First Lieutenant Lloyd Andrews Hamilton (13 June 1894 – 24 August 1918) was an American World War I flying ace credited with ten aerial victories. During five months of 1918 he became an ace with the Royal Air Force (RAF) and then again with the United States Air Service (USAS). Hamilton Air Force Base is named after him.

==Early life==
Lloyd Andrews Hamilton was born in Troy, New York, the only child of Methodist minister Reverend John A. Hamilton and his wife Jennie Andrews Hamilton. He was a bright scholar who took his Baccalaureate Degree magnum cum laude from Syracuse University in 1916 and was a member of the Psi Upsilon fraternity. He initiated post-graduate studies at Harvard Business School in September 1916. When America entered World War I, he enlisted in the USAS, on 28 April and in May he reported to Plattsburgh, New York, for officer training.

==Aviation service==
Hamilton shipped out to England in late 1917 where he trained in early 1918 in an Avro 504, perhaps at RFC Bramham Moor which was then renamed RAF Tadcaster, near Bramham cum Oglethorpe in Yorkshire. Hamilton was temporarily posted as a first lieutenant to United Kingdom No. 3 Squadron, Royal Flying Corps, on 2 March 1918 He first scored as a combat pilot on 11 April 1918, flying the Sopwith Camel against his first German opponent, an LVG C.VI observation aircraft. The next day he made his second aerial kill; his third a week later. On 20 April he was flying at the tail end of 'C' flight when his commander Richard Raymond-Barker was attacked and killed by Manfred von Richthofen, known as the Red Baron. From far away Hamilton saw Richthofen shoot down a second aviator (who crashed but lived), then Hamilton was near enough to engage a blue Fokker Dr.I triplane, expending more than 300 rounds at it after which it went into a dive and spin, but Hamilton's own maneuvers prevented him from seeing what happened to it. Hamilton returned to base and claimed a kill but it was never confirmed—all of Richthofen's flight had returned safe from the engagement. On 3 June 1918, Hamilton became an ace, scoring his fifth confirmed victory.

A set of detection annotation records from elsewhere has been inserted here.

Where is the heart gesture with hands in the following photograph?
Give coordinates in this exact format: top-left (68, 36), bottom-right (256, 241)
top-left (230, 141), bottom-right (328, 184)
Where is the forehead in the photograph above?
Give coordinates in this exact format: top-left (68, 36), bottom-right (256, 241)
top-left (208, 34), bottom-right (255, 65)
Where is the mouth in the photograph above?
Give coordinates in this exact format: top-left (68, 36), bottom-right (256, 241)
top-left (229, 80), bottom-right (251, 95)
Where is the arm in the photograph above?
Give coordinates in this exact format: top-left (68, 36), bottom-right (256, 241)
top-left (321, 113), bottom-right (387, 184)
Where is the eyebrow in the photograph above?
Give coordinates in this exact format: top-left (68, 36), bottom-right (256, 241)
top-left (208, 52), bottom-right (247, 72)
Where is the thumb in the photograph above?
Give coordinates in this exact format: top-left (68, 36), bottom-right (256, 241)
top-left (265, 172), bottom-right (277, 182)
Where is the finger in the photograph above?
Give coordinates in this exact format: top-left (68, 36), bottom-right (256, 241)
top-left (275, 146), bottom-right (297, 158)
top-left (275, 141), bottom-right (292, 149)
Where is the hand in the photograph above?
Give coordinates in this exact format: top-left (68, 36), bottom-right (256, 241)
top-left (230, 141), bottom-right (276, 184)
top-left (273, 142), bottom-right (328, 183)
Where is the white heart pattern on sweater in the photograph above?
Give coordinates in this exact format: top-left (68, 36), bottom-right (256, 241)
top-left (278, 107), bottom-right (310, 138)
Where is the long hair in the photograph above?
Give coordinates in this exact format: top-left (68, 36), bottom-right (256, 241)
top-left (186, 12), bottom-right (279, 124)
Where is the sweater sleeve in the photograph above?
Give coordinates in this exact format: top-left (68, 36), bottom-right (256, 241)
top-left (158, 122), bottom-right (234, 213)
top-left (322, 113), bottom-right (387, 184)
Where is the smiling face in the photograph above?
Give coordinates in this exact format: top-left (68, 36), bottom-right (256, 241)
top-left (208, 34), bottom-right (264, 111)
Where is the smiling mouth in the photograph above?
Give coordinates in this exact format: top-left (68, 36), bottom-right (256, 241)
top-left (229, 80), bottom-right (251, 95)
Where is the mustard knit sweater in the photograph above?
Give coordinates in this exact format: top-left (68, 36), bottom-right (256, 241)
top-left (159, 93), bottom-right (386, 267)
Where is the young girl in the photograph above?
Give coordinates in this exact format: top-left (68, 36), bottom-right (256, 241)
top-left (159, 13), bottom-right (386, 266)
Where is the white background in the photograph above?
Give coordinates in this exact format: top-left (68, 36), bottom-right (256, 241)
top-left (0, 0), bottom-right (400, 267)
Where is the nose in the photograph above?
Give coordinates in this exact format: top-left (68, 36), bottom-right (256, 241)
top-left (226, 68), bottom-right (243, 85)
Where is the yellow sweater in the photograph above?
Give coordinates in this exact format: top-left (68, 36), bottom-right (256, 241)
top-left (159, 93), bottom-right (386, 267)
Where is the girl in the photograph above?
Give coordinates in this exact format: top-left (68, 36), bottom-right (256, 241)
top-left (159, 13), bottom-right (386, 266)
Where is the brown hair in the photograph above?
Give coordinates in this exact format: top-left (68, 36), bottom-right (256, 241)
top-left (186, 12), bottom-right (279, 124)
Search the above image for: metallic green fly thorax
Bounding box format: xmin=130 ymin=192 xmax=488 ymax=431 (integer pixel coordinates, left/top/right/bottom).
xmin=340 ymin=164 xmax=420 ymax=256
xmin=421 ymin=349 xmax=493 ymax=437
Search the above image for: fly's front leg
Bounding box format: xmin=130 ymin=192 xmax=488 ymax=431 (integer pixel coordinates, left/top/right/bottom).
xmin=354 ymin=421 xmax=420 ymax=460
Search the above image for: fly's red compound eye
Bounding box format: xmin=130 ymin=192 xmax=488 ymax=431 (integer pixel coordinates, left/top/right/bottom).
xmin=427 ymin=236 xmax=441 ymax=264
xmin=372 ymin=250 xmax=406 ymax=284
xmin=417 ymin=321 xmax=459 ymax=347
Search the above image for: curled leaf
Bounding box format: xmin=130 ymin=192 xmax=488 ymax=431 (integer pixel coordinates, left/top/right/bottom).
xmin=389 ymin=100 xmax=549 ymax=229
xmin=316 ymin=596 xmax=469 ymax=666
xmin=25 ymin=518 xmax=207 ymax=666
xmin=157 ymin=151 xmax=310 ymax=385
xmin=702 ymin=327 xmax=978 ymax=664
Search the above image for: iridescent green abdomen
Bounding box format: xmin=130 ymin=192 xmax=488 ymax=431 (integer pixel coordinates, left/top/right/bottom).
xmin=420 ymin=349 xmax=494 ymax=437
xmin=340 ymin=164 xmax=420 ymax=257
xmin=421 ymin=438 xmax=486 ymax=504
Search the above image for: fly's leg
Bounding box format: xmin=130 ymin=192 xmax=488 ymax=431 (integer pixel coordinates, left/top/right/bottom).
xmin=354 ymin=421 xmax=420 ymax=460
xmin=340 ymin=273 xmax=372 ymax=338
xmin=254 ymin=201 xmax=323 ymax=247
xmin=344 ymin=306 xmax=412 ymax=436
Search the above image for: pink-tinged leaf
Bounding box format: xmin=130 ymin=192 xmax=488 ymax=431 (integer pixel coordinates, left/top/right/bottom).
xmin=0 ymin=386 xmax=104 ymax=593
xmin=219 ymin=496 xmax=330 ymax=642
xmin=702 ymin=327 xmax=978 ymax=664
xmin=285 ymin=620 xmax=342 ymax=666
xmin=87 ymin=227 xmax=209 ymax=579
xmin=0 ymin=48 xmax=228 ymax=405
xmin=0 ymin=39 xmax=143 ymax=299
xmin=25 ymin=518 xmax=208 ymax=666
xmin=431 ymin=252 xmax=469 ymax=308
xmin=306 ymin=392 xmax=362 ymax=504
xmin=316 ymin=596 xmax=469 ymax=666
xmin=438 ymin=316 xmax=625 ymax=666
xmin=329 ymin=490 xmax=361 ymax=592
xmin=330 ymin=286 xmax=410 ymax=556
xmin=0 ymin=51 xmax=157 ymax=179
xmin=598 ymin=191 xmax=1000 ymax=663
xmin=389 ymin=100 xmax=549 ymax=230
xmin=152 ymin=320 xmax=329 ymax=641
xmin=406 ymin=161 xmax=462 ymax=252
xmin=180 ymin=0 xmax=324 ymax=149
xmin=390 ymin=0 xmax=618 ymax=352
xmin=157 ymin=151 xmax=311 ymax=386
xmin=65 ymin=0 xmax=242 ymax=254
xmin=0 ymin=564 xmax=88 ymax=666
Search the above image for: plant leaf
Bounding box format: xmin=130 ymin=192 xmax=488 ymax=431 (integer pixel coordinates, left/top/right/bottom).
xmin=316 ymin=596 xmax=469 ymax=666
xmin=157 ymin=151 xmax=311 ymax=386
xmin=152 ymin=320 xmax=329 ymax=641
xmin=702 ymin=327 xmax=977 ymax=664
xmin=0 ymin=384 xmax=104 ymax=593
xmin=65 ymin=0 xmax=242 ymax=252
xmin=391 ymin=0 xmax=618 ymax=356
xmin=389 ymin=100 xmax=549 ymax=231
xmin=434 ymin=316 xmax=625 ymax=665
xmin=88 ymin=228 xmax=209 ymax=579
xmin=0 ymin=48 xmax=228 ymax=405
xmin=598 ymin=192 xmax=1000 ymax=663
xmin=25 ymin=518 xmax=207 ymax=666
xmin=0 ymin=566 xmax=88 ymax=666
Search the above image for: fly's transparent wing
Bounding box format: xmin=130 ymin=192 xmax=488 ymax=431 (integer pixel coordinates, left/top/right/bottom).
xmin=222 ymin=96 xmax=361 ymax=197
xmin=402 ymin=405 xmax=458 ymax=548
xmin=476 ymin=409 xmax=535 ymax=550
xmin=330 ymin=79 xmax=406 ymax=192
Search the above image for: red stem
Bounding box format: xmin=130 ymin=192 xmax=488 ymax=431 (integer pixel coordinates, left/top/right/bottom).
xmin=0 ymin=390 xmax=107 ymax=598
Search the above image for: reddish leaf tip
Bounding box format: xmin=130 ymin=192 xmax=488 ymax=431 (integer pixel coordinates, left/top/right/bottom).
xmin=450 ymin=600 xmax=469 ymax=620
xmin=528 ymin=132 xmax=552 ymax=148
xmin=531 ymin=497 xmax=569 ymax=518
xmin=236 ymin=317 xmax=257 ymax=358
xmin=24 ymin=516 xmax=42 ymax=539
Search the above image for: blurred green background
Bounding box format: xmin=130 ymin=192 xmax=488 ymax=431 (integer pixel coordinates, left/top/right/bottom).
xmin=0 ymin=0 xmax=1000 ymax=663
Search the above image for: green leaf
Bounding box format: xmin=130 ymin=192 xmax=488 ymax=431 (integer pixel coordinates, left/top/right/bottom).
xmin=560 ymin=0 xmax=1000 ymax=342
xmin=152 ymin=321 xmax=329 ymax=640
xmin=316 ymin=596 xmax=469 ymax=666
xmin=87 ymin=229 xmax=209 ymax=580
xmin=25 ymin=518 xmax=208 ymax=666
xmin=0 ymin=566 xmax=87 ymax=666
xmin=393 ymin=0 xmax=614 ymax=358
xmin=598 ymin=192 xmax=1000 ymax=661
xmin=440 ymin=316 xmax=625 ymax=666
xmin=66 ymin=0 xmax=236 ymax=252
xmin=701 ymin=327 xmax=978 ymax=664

Hamilton was assigned to the USAS 17th Aero Squadron to help them complete their training. When they moved into combat, he was one of their Flight Commanders. In his service he downed three enemy aircraft and two observation balloons, becoming a double ace—once flying under RFC command and once again for USAS. His first USAS victory on 7 August was during an offensive patrol; the squadron was flying high at 16000 ft when they noticed eight Fokker D.VIIs well below them over Armentières. The 17th squadron dove to attack and Hamilton downed an enemy aircraft after firing 200 rounds.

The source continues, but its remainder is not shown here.